Foto: Abe McNatt/Oficial da Casa Branca
O governo de Donald Trump abriu um novo capítulo no debate energético internacional ao pressionar o Banco Mundial para retomar o financiamento de projetos de petróleo e gás. A medida contraria a política adotada pela instituição desde 2017, que previa o fim do apoio a empreendimentos fósseis a partir de 2019, em alinhamento com os compromissos do Acordo de Paris.
Segundo fontes ouvidas pelo Financial Times, a prioridade da administração norte-americana é reforçar a segurança energética, em especial com novos desenvolvimentos no setor de gás upstream — atividades que envolvem exploração e produção. O movimento também se estende a outros bancos multilaterais de desenvolvimento, que seriam incentivados a apoiar projetos de combustíveis fósseis, como gasodutos.
Histórico: do fim ao retorno do financiamento
Em 2017, o Grupo Banco Mundial anunciou que deixaria de financiar novos projetos de exploração e produção de petróleo e gás a partir de 2019. No entanto, abriu exceções para países de baixa renda, quando comprovado que o financiamento ampliaria o acesso à energia e estivesse em conformidade com metas climáticas.
Nos últimos anos, a instituição e diversos bancos comerciais se afastaram de ativos considerados de alto risco climático, como carvão, petróleo do Ártico e areias betuminosas.
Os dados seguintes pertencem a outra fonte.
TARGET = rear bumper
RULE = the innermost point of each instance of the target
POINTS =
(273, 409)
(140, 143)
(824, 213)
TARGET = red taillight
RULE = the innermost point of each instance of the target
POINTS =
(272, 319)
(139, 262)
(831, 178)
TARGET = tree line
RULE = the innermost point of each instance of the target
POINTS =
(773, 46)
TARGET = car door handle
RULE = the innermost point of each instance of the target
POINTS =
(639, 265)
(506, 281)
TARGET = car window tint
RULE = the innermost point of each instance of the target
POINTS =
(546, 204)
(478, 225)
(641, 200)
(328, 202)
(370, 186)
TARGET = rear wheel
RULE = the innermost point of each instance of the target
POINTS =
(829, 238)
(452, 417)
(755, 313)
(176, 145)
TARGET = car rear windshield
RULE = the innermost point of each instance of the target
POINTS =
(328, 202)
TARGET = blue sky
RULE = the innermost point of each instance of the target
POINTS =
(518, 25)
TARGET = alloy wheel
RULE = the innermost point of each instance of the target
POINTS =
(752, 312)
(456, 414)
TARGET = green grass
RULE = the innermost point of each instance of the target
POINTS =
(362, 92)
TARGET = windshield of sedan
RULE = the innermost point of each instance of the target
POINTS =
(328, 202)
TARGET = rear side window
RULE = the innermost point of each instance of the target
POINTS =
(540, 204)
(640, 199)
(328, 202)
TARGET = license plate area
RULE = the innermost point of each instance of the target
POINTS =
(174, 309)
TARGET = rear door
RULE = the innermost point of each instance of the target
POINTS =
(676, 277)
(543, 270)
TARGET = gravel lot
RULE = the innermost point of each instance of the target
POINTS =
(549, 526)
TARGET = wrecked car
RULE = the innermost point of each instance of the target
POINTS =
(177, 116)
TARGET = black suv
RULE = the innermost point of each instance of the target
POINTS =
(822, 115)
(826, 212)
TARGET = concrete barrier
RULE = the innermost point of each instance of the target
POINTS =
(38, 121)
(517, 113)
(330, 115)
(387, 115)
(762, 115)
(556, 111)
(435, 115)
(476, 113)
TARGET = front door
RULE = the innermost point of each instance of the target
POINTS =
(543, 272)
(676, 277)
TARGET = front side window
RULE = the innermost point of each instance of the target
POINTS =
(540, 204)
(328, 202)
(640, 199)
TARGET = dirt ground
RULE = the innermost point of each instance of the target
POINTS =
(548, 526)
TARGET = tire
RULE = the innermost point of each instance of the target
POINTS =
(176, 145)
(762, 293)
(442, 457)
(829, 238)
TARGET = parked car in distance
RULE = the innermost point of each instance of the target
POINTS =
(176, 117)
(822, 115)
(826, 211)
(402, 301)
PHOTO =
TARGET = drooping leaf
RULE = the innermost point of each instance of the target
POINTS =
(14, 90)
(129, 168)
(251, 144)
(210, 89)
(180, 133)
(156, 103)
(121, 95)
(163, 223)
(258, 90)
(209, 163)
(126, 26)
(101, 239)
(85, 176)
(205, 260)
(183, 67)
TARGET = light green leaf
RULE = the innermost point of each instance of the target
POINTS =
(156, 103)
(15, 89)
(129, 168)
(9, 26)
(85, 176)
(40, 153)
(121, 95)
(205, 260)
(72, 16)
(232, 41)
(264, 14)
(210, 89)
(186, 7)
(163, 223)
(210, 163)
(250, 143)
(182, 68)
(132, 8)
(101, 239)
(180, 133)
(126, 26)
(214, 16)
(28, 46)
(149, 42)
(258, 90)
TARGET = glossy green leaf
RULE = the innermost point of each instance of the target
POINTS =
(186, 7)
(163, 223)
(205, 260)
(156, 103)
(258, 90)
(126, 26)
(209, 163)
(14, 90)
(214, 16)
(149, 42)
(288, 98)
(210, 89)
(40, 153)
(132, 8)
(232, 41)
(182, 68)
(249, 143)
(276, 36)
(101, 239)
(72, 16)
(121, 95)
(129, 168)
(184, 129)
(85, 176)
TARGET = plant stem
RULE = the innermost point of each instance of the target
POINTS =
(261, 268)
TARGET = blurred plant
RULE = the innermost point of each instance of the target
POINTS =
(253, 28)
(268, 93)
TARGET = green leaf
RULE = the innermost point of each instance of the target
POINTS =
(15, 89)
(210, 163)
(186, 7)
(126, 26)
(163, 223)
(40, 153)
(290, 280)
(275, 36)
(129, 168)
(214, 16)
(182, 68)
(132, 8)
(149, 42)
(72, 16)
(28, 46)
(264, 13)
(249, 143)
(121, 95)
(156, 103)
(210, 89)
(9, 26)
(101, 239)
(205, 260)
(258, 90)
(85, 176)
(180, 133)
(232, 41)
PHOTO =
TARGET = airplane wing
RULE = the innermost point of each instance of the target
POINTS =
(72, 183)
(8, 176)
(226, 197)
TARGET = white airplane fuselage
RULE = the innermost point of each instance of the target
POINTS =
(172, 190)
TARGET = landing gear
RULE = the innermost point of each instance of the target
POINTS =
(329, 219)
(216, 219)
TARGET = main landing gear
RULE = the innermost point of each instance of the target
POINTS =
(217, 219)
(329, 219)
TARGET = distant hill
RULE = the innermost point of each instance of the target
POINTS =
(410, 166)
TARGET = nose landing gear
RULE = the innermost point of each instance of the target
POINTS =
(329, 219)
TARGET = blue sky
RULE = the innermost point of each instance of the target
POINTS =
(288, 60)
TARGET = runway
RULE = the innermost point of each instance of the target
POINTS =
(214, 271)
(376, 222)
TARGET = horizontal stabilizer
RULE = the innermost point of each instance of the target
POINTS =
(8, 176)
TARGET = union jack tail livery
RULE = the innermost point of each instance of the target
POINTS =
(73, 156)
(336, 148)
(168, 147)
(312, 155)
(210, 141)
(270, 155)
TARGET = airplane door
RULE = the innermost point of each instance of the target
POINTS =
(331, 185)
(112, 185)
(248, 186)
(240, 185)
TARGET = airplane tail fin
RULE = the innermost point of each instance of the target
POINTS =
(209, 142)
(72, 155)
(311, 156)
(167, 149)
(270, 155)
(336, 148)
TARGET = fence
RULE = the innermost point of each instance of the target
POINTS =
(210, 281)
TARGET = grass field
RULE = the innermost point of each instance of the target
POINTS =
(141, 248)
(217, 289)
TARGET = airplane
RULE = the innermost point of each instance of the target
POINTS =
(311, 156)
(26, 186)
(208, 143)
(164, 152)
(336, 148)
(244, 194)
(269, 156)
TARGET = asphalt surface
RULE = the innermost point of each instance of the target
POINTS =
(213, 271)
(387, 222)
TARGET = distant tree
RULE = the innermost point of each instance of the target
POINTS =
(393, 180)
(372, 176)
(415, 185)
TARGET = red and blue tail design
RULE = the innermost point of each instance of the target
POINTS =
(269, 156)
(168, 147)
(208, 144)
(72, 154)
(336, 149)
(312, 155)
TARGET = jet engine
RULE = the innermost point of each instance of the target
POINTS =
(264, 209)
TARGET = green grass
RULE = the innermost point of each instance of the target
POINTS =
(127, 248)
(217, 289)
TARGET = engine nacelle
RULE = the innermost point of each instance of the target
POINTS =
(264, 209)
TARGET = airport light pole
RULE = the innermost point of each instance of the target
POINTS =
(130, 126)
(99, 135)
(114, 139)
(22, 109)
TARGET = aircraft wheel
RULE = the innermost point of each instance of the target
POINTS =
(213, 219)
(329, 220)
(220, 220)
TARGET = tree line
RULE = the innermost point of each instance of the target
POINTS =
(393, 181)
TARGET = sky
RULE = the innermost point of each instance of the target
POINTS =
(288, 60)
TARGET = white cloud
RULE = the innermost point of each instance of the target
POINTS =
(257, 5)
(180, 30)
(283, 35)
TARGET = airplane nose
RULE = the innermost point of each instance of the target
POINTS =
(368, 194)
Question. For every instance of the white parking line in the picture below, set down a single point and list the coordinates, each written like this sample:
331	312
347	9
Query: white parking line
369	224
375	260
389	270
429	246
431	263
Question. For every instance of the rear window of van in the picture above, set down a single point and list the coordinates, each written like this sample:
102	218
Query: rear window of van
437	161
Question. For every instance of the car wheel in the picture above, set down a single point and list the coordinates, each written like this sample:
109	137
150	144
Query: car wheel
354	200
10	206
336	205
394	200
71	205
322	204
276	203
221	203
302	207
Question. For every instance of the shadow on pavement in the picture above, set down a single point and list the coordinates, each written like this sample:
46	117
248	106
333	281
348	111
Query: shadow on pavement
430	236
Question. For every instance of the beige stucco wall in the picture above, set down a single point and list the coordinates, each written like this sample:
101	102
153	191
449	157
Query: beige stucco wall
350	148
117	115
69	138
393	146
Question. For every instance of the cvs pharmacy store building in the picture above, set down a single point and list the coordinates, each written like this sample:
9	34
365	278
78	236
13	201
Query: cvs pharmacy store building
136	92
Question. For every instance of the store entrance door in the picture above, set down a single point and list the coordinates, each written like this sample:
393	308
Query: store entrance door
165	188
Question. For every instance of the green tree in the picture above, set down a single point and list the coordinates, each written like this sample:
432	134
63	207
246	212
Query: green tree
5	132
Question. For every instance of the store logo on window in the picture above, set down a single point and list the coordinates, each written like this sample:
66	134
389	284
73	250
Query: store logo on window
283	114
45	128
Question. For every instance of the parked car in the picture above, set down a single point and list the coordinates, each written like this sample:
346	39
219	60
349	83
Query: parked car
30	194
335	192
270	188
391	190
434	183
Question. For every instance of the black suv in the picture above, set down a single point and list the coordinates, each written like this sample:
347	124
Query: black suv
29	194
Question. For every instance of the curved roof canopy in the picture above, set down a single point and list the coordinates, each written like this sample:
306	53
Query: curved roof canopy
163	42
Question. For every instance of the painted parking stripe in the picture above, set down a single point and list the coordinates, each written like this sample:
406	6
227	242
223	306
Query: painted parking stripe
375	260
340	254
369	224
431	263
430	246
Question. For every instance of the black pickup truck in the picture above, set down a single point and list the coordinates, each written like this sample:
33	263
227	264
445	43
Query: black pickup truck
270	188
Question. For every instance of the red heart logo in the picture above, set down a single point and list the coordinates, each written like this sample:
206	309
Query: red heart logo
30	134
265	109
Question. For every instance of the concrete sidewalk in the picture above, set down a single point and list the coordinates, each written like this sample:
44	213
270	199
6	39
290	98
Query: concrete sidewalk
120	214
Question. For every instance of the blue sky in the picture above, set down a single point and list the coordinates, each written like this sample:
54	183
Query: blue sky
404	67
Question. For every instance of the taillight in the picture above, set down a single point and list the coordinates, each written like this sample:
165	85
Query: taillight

O movimento refletia a pressão de acionistas, investidores e organizações da sociedade civil para reduzir a exposição a combustíveis fósseis.
Agora, o governo Trump busca inverter essa tendência. A justificativa apresentada é que o gás natural pode desempenhar papel central no crescimento econômico e na redução da pobreza, ao mesmo tempo em que fortalece a posição dos EUA como um dos maiores exportadores globais de energia.
Argumentos do governo americano
Um porta-voz do Departamento do Tesouro dos EUA afirmou ao FT:
“Uma estratégia energética que inclua todos os itens acima e que preveja o financiamento do gás upstream seria um passo positivo para reconectar o Banco Mundial às suas principais missões de crescimento econômico e redução da pobreza.”
O discurso oficial combina dois pilares: garantir fornecimento estável de energia em países em desenvolvimento e manter a influência geopolítica dos EUA no setor energético. A visão contrasta com os compromissos ambientais assumidos por instituições financeiras nos últimos anos.
Impactos nos bancos e no setor financeiro
A pressão de Trump ocorre em um contexto de realinhamento das grandes instituições financeiras. Após sua vitória eleitoral, bancos e gestores de ativos norte-americanos começaram a abandonar compromissos com alianças de emissão líquida zero.
Entre as mais impactadas está a Net-Zero Banking Alliance (NZBA), que perdeu a adesão de importantes bancos dos EUA e de quatro dos maiores bancos canadenses. A aliança, criada para alinhar carteiras de crédito e investimento a uma economia de baixo carbono até 2050, vê sua credibilidade enfraquecida com a saída de players de peso.
Esse movimento evidencia uma guinada do setor financeiro norte-americano: da ênfase em investimentos sustentáveis para uma retomada agressiva dos combustíveis fósseis.
Repercussões globais e dilema climático
O reposicionamento dos EUA gera tensão entre metas climáticas e necessidades de desenvolvimento econômico. Países pobres, que enfrentam desafios de acesso à energia, podem ser atraídos pelo financiamento para projetos fósseis. Por outro lado, isso representa um retrocesso frente às metas de descarbonização exigidas para conter o aquecimento global.
Organizações ambientais alertam que o incentivo a petróleo e gás compromete os esforços internacionais de mitigação climática, podendo ampliar a dependência de fontes poluentes justamente no momento em que a transição para energias limpas deveria acelerar.
A pressão norte-americana sobre o Banco Mundial sinaliza que o debate energético global seguirá polarizado. Enquanto parte da comunidade internacional busca acelerar a transição para energias renováveis, os EUA, sob Trump, colocam a segurança energética e os combustíveis fósseis de volta ao centro da estratégia econômica.
O desfecho desse embate poderá definir não apenas o papel do Banco Mundial na política energética global, mas também a velocidade da transição para uma matriz de baixo carbono.